The second area is around general architecture:

  • Are there recommended EC2 instance types for the Scala Stream Collector, S3 LZO Sink, Kinesis Enrich, and the Kinesis Elasticsearch Sink?
  • What is the best practice in-terms of which boxes to place each of these components on? I imagine the collector should be on it’s own box, but can we colocate the other components?


Hi @tfinkel,

  • For the back-off we recommend: 2000 -> 600000 - this setting controls how long to backoff after a failure to write to Kinesis.

  • These options control how often you will initiate a flush to their respective endpoints. Depending on how often you want this flush to happen you will need to change them as appropriate.
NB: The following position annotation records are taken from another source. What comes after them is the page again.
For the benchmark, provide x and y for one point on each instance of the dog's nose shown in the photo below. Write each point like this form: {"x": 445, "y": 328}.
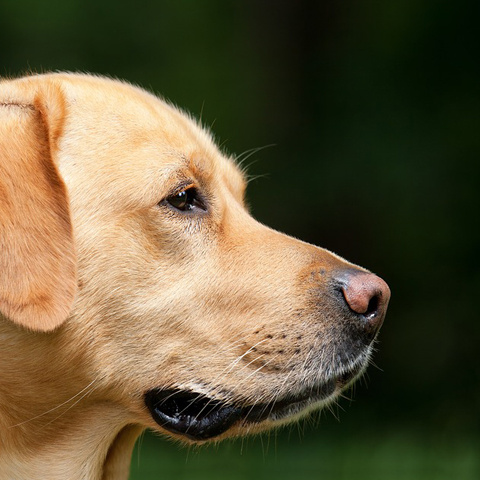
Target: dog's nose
{"x": 367, "y": 296}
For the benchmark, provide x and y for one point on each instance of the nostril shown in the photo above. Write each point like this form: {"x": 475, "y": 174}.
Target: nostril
{"x": 372, "y": 307}
{"x": 366, "y": 295}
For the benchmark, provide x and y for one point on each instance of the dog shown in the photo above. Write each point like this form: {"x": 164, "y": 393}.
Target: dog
{"x": 136, "y": 291}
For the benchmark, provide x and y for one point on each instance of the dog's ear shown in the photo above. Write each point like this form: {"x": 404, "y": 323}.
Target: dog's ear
{"x": 37, "y": 257}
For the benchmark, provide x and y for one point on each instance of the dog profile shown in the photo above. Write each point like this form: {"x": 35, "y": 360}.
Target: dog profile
{"x": 136, "y": 291}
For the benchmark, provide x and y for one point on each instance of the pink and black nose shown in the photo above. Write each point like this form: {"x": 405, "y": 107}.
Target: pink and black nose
{"x": 367, "y": 297}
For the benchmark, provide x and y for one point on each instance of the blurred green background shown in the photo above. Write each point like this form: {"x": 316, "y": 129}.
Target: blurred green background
{"x": 374, "y": 111}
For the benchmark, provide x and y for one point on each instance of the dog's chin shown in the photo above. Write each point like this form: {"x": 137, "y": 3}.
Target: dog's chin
{"x": 199, "y": 417}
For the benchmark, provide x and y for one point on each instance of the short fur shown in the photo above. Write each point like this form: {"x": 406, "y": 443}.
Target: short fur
{"x": 107, "y": 291}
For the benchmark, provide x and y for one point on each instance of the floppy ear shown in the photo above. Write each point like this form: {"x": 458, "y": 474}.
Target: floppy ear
{"x": 37, "y": 258}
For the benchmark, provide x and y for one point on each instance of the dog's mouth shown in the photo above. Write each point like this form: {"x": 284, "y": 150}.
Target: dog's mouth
{"x": 200, "y": 417}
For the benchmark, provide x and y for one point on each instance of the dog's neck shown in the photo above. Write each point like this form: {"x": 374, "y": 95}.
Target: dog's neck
{"x": 59, "y": 428}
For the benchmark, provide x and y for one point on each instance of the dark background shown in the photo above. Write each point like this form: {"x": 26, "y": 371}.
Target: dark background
{"x": 374, "y": 111}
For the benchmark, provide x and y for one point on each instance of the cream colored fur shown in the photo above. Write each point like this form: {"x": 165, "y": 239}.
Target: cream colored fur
{"x": 107, "y": 292}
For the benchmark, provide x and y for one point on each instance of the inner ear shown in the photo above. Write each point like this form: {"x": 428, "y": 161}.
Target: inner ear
{"x": 37, "y": 255}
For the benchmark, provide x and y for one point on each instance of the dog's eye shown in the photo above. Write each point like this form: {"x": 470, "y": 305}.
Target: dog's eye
{"x": 186, "y": 200}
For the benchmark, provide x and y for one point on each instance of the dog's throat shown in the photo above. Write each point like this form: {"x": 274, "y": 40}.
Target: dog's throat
{"x": 191, "y": 414}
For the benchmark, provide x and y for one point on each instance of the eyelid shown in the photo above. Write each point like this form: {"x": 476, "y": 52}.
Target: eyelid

    • For example if you want events available in the raw stream very quickly for processing by another application you would set these quite low. However the trade off is that you are making more network requests. You would tune these to match roughly how real-time you want your pipeline to be.
    • For the S3 LZO Sink we generally use a time_limit of ten minutes to ensure we only have one file being rotated to S3 every 10 minutes - there is no need to have these events in S3 straightaway as the Batch process is generally only run a few times per day.
  • The option to send failures to a Stream is generally coupled with the Kinesis Elasticsearch Sink and an Elasticsearch Cluster. This allows you to debug failures directly within Kibana or using the Elasticsearch API to quickly discover failures in the system.
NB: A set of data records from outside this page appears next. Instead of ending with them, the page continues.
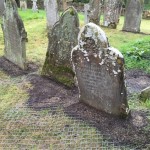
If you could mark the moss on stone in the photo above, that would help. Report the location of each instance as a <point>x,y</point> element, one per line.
<point>62,74</point>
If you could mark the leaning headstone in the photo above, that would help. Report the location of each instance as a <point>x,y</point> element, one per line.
<point>1,8</point>
<point>15,35</point>
<point>99,71</point>
<point>51,12</point>
<point>62,38</point>
<point>133,15</point>
<point>111,13</point>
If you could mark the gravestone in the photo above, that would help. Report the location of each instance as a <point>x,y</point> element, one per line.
<point>34,5</point>
<point>15,35</point>
<point>1,8</point>
<point>133,15</point>
<point>99,70</point>
<point>111,13</point>
<point>62,38</point>
<point>51,12</point>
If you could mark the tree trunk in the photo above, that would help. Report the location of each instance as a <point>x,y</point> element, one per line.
<point>133,15</point>
<point>1,7</point>
<point>111,13</point>
<point>64,5</point>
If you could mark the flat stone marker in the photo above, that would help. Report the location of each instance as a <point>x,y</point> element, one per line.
<point>99,71</point>
<point>15,35</point>
<point>133,16</point>
<point>51,12</point>
<point>62,38</point>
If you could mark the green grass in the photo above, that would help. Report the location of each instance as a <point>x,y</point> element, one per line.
<point>30,15</point>
<point>14,91</point>
<point>147,7</point>
<point>137,54</point>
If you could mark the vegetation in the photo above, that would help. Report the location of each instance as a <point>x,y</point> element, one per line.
<point>14,90</point>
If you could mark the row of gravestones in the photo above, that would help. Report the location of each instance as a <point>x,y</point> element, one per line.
<point>85,55</point>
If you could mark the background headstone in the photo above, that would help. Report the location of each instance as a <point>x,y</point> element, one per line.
<point>133,15</point>
<point>52,13</point>
<point>15,35</point>
<point>111,13</point>
<point>99,71</point>
<point>1,7</point>
<point>94,11</point>
<point>62,38</point>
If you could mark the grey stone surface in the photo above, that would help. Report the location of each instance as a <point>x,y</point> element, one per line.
<point>1,7</point>
<point>99,70</point>
<point>51,12</point>
<point>94,11</point>
<point>15,35</point>
<point>62,38</point>
<point>145,94</point>
<point>111,13</point>
<point>133,15</point>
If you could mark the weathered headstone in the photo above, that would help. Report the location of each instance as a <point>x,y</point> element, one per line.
<point>133,15</point>
<point>34,5</point>
<point>15,35</point>
<point>62,38</point>
<point>99,71</point>
<point>86,12</point>
<point>1,7</point>
<point>111,13</point>
<point>51,12</point>
<point>94,11</point>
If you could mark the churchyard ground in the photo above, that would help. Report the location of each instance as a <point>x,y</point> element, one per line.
<point>39,113</point>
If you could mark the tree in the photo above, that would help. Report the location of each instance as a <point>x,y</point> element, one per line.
<point>94,11</point>
<point>133,15</point>
<point>111,13</point>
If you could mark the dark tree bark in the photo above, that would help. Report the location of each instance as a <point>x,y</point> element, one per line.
<point>133,15</point>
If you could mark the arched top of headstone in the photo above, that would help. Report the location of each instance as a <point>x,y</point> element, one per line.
<point>94,34</point>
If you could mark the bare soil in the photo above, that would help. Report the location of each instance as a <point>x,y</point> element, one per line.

    • You could also consume these failures with an AWS Lambda Service or your own Kinesis Consumer Application.
  • We use the LZO format for later consumption by EMR and loading into Redshift.
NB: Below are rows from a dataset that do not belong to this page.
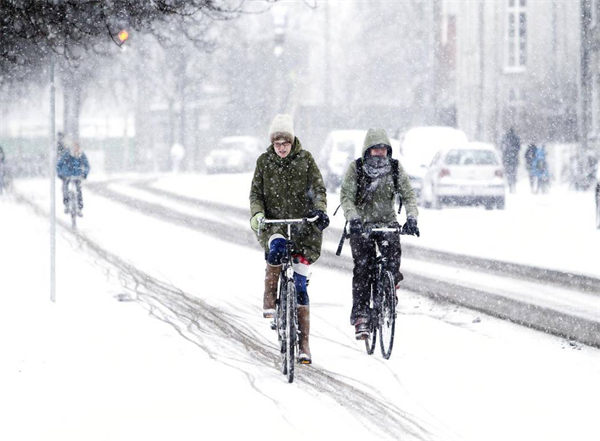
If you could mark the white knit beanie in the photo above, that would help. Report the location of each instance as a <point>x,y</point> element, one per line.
<point>282,127</point>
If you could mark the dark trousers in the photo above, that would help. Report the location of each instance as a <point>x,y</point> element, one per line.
<point>66,192</point>
<point>363,253</point>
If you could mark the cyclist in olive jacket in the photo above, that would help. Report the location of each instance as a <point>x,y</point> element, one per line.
<point>288,184</point>
<point>382,179</point>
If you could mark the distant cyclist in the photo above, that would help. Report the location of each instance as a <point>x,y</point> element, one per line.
<point>369,191</point>
<point>73,164</point>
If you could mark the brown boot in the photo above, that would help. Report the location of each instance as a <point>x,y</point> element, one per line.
<point>271,280</point>
<point>304,327</point>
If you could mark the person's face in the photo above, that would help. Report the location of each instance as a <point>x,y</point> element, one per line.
<point>378,151</point>
<point>282,147</point>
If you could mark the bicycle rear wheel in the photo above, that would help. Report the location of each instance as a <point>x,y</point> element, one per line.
<point>73,210</point>
<point>371,340</point>
<point>387,318</point>
<point>291,334</point>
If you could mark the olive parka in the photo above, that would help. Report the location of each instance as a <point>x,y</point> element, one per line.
<point>378,210</point>
<point>286,188</point>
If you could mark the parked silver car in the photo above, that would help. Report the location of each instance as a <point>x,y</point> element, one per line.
<point>234,154</point>
<point>420,144</point>
<point>470,175</point>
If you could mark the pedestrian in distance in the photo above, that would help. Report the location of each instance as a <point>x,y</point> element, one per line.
<point>369,190</point>
<point>73,164</point>
<point>511,144</point>
<point>540,171</point>
<point>288,184</point>
<point>530,154</point>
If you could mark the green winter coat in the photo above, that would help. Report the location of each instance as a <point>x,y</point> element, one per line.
<point>286,188</point>
<point>380,209</point>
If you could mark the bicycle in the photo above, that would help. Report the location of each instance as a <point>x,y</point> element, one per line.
<point>383,302</point>
<point>286,308</point>
<point>72,202</point>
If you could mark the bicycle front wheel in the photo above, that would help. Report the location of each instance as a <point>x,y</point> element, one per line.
<point>291,334</point>
<point>73,211</point>
<point>387,318</point>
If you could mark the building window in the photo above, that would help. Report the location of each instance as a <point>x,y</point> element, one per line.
<point>516,105</point>
<point>516,35</point>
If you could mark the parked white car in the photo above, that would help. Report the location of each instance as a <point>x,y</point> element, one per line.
<point>234,154</point>
<point>472,174</point>
<point>420,144</point>
<point>339,149</point>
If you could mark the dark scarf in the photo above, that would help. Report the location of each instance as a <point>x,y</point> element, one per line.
<point>376,168</point>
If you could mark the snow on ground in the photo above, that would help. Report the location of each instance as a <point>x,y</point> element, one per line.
<point>91,367</point>
<point>554,230</point>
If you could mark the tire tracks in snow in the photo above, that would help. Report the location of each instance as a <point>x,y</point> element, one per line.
<point>226,339</point>
<point>539,317</point>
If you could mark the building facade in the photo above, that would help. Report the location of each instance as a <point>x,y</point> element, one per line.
<point>517,65</point>
<point>590,75</point>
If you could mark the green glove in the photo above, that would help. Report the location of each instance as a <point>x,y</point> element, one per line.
<point>255,221</point>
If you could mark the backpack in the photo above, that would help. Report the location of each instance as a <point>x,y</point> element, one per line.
<point>363,181</point>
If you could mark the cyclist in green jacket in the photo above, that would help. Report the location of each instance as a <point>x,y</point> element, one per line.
<point>288,184</point>
<point>370,202</point>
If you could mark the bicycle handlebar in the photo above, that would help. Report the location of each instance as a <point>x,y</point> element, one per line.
<point>288,221</point>
<point>397,230</point>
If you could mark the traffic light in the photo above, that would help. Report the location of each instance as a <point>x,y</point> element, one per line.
<point>123,36</point>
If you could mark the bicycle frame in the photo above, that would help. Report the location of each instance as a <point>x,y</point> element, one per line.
<point>378,299</point>
<point>72,198</point>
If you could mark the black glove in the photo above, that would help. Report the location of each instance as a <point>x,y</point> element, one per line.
<point>323,221</point>
<point>410,227</point>
<point>356,227</point>
<point>395,225</point>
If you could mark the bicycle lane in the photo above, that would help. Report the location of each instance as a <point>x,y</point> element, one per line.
<point>416,360</point>
<point>224,321</point>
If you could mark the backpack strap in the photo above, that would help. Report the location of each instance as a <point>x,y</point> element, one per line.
<point>362,181</point>
<point>396,177</point>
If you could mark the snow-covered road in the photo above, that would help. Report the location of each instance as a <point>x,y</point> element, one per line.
<point>90,367</point>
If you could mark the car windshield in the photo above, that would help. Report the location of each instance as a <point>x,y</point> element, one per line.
<point>346,147</point>
<point>471,157</point>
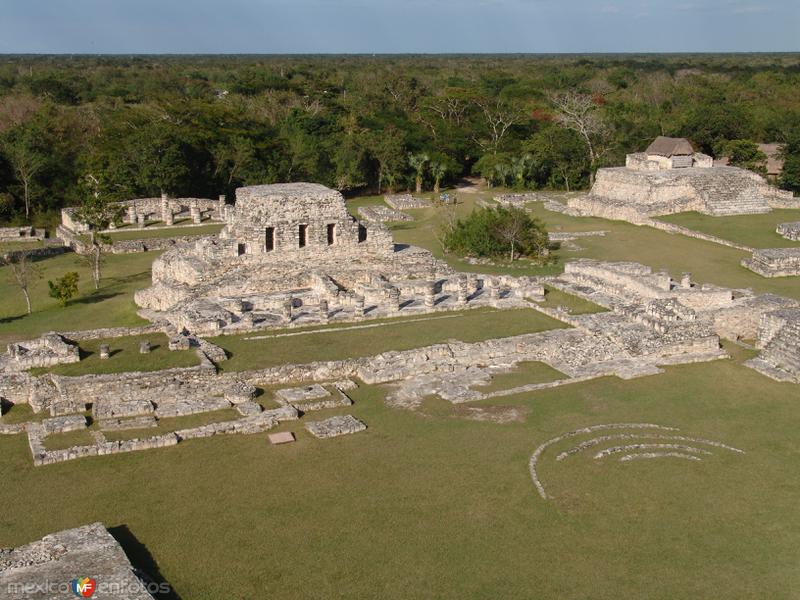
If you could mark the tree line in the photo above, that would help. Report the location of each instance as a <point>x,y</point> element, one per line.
<point>122,127</point>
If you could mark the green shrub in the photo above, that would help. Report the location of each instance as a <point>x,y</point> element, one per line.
<point>64,288</point>
<point>495,232</point>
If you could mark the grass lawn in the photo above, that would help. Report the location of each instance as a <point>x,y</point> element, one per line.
<point>62,441</point>
<point>110,306</point>
<point>708,262</point>
<point>397,334</point>
<point>158,232</point>
<point>11,246</point>
<point>525,373</point>
<point>756,231</point>
<point>124,356</point>
<point>424,507</point>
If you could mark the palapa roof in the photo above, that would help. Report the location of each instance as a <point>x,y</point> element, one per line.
<point>774,157</point>
<point>665,146</point>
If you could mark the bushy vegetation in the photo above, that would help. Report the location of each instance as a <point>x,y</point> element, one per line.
<point>201,126</point>
<point>495,232</point>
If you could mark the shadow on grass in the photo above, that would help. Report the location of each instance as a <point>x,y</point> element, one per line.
<point>94,298</point>
<point>127,278</point>
<point>143,562</point>
<point>12,319</point>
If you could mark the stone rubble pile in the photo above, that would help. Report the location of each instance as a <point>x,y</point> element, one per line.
<point>774,262</point>
<point>60,557</point>
<point>278,268</point>
<point>47,351</point>
<point>791,231</point>
<point>335,426</point>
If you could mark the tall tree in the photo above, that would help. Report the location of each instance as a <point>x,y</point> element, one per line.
<point>23,272</point>
<point>418,162</point>
<point>26,160</point>
<point>580,113</point>
<point>98,213</point>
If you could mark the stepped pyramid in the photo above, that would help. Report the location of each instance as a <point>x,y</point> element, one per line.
<point>779,340</point>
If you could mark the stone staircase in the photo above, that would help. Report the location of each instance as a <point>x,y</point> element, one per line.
<point>780,357</point>
<point>732,195</point>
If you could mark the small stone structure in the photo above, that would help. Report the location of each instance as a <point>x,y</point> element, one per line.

  • The instance type you intend to use completely depends on the amount of traffic you are expecting to send into the pipeline. Placing these instances within Autoscaling Groups you can start with a lower instance type and have it scale to meet demand - please be aware that the t2.* range is not suitable for autoscaling groups as the CPU will be throttled after a period of time rendering any CPU scaling unusable.

  • The recommended layout that we use is to have each application allocated within its own Autoscaling Group. This allows you to scale each application as required, which is nice to have when you are dealing with high amounts of load and applications which require different amounts of resources.

    • This is again dependant on the load you are expecting to get, under low throughput you could quite happily have applications together, but it makes it much harder to scale out if traffic increases.

There are a lot of questions here so if you feel like you need more detail on any of them please let me know!


Thanks @josh, this has been extremely helpful so far.

I also came across the post below, which references a a Redshift sink Kinesis app. Is this still in the pipeline? And if so, are there any timelines associated with it’s release?

Thanks again!

Hi @tfinkel,

There is a PR open with a work in progress Kinesis -> Redshift application but it is not currently scheduled for merging into snowplow/snowplow as of yet. You can check out the PR progress here:

@alex might have a better idea of any timelines associated with this?

Yes sure, happy to - Redshift dripfeeding is still planned, but our priority first is fully automating the batch based load of Redshift. At the moment that process is still far too manual (think table creation, table mutations, JSON Paths file uploads) to be safely operated in real-time.

Once we have that batch load fully automated, we’ll get back to the dripfeeder. It should be very cool - automatic creation of tables, upgrading of tables when new fields arrive etc, all in about a 5 minute latency…

1 Like

Thanks @alex and @josh, I really appreciate the level of responsiveness. This is helpful for planning on our end. I’m also very excited about automating the batch pipeline. Thanks again!